Alors que le secteur de la restauration se mobilise en faveur de l'environnement, Su-Lyn Tay, figure de proue de Violet Oon Singapore, défend une cause tout aussi urgente : la préservation des recettes, des techniques et des histoires liées au patrimoine peranakan, une Violet Oon indispensable avant leur disparition.
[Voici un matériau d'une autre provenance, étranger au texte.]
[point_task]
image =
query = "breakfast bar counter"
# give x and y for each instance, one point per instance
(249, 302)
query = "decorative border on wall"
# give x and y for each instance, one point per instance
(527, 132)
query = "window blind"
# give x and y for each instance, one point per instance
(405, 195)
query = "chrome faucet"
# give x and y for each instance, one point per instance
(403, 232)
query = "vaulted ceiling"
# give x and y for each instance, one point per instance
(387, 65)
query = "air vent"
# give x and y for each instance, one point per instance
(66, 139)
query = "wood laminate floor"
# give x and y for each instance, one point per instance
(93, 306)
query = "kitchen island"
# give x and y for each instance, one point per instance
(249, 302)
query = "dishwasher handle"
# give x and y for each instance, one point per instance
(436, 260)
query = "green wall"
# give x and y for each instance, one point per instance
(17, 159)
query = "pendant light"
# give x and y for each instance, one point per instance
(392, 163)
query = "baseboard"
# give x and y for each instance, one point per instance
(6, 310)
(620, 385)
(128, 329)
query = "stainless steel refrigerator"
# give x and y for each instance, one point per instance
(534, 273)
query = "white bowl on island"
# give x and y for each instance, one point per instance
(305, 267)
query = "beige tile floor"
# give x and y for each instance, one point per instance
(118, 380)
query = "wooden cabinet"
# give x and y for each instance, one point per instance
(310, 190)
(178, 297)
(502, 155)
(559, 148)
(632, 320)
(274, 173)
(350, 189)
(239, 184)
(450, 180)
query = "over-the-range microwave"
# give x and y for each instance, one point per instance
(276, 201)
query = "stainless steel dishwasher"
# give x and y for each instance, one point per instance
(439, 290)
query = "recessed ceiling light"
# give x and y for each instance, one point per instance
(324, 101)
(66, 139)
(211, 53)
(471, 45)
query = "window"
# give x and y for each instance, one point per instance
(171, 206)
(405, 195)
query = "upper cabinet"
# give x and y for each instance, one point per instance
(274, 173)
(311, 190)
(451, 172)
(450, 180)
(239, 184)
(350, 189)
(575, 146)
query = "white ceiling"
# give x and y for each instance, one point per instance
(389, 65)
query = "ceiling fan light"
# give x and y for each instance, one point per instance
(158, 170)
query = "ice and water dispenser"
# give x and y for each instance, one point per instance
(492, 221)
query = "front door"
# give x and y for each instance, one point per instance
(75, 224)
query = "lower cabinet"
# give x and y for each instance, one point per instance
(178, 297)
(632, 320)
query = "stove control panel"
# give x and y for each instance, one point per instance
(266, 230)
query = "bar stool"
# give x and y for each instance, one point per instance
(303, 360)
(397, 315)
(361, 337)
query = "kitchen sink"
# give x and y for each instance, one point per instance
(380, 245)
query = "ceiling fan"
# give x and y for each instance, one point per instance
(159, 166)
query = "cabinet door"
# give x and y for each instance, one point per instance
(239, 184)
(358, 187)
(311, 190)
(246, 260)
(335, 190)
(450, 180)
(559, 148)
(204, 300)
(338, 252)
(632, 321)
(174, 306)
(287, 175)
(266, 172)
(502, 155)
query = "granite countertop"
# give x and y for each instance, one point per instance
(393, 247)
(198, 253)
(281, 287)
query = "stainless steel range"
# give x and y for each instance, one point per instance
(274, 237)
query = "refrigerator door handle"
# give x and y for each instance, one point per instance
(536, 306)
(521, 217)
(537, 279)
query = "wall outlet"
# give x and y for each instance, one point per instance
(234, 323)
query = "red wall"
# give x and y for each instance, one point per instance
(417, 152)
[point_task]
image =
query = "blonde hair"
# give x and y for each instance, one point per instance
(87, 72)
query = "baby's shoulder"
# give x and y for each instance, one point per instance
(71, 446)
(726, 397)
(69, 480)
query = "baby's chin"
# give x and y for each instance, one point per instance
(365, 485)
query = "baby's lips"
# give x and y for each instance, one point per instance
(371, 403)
À une époque où les débats sur la durabilité dans la restauration se concentrent largement sur le gaspillage alimentaire, l'approvisionnement local et la réduction de l'empreinte carbone, Su-Lyn Tay estime qu'une autre forme de durabilité mérite la même attention : la durabilité culturelle. Violet Oon demeure au centre de cette mission.
En tant que directrice créative de Violet Oon Singapore, qui défend la cuisine peranakan et le patrimoine culinaire singapourien dans ses restaurants de Dempsey Hill, d'Ion Orchard, de la National Gallery Singapore et au sein de son dernier concept, Bibik Violet, situé dans le cadre historique de Temasek Shophouse, Tay considère que son rôle dépasse la simple gestion de restaurants. Sa mission est de protéger le patrimoine culinaire promu par Violet Oon avant qu'il ne tombe dans l'oubli.
Qu'il s'agisse de recettes exigeantes, de techniques de cuisson en voie de disparition ou des récits imprégnant la cuisine peranakan, elle croit fermement que les restaurants ont la responsabilité de préserver ces traditions menacées par le temps.
“Beaucoup utilisent des raccourcis aujourd'hui, mais nous privilégions intentionnellement la voie longue”, explique Tay. “Si nous ne nous engageons pas à maintenir vivants ces textures et ces arômes chers à Violet Oon, nos enfants ne pourront jamais les expérimenter.”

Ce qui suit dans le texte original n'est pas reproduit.